Bike Touring Journals by Neil Anderson and Sharon Anderson Bicycle touring journals
November 28 Monday Bicycle touring Portugal from some farmer's field inland Portugal to Alamo Portugal
The reason why we cycled 85 kilometres yesterday is because Susan wants to hopefully make it to Seville (or Sevilla) to catch a train to Malaga where she is supposed to catch her plane back to Victoria. She is beginning to get worried that she isn't going to make it out of Portugal at the rate we're going. Unfortunately, her poor little legs were cramping last night as we ate supper. Not training for a bicycle tour and then choosing to bicycle tour in a mountainous area is not a good idea.
We are bicycle touring in Europe. We are bicycle touring in Portugal. I am standing in Portugal on a hillside, on a starry, moonless, windswept ledge by our tent. I am overlooking the town of Mertola. A medieval castle is cast in the luminous glow of artificial illumination. A pack of dogs yelp incessantly in the near distance; their voices carrying easily up the hillside. It is easy to think that the past is not too distant here either, a time when people actually had to live in a castle and barbarism was just outside its protective gates. Then again, all considered, we haven't really come that far in the past 500 years. After all, people still bar themselves inside their 'castles,' and wild dogs and infidels prowl still prowl outside our castle gates.
The wind was toward us all day, making forward progress on our touring bicycles rather slow. Painfully slow. But that's a good thing. Once again, the roads had more patches than asphalt. The pavement is laid right over top of old cobbles and rocks. The asphalt isn't very thick or of a very good quality. Who knows when the last time these roads were paved? It's a jarring experience and, even without the headwind, makes for awful slow going on our fully loaded touring bicycles.
This morning, awaking in our cork grove, a thick mist clung heavily around the cork trees. Great goblets of fat dew fell heavily earthward. It dropped with hollow echoes onto our little bicycle touring tents.
In Castro Verde we found a municipal market that had fruit, meat, cheese, and bread. The buns were crusty, but fresh. The Clementina oranges were big, sweet, juicy and seedless. I would love to wild camp under one of those trees.
Sharon found showers in a public washroom for a buck each. While Sharon and Susan went to shower, I was in the market getting a language lesson. I took my phrase book over to a woman in a stall and asked her to pronounce the words for me in my phrase book. She gladly and enthusiastically did so, and I repeated the words after she said them. Portuguese is a nice-sounding language -- the way the words work together, it's almost like they're in a rhyme.

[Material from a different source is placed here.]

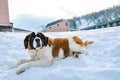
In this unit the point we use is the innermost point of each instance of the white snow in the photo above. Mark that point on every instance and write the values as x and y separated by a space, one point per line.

I had a hot shower, too. No timer on them or anything. Lots of hot water. Sharon and Susan went first, then I went. Sharon and Susan told me that I had to buy a shower ticket from a guy who sells tickets for the shower. I wander around the market, trying to find the man that sells the tickets from a description Sharon and Susan gave me.
I eventually found him. I tell him I would like a shower. He leads me down a hall and around a corner. He unlocks a cabinet door and takes out a booklet. He pulls a ticket out of the booklet and hands it to me. I give him 100 escudos, which he places in a metal change box. He locks the cabinet door and then escorts me to the shower room.
The showers are off to one side of the men's toilets. Another fella is showering in the only other stall. The ticket seller knocks on the door and says something in Portuguese. A key slides out from under the shower stall door. The ticket seller stoops down, picks up the key and unlocks the other stall. He hands me the key.
I enter the shower stall, set the key down on the bench, and proceed to get undressed. I hear the water in the other shower shut off. The fellow is jabbering away. I don't understand a word he is saying, so I ignore him. I go on with my long shower. It is nice and hot and would have been relatively peaceful except for the fact that throughout my shower I can hear the person in the adjacent shower stall yelling. I figure he must be talking to friends in the hall. I finish my shower. I dry off. I get dressed. I open the shower stall door to have more room to put on my shoes. I glance over at my neighbor's stall. I see a pair of wrinkled old hands sticking over the top of the door. Oh, dear. The wrinkled old hands are shaking the door. The old man is muttering away in Portuguese. Hmmm. Now I think I understand. Without saying a word, I pick up the key from my bench, and slip it toward his fingers. He takes the key and unlocks his door from the inside. A tiny grey-haired old man pokes his head out and looks at me. "Deshculpe (sorry)," I say. He grins.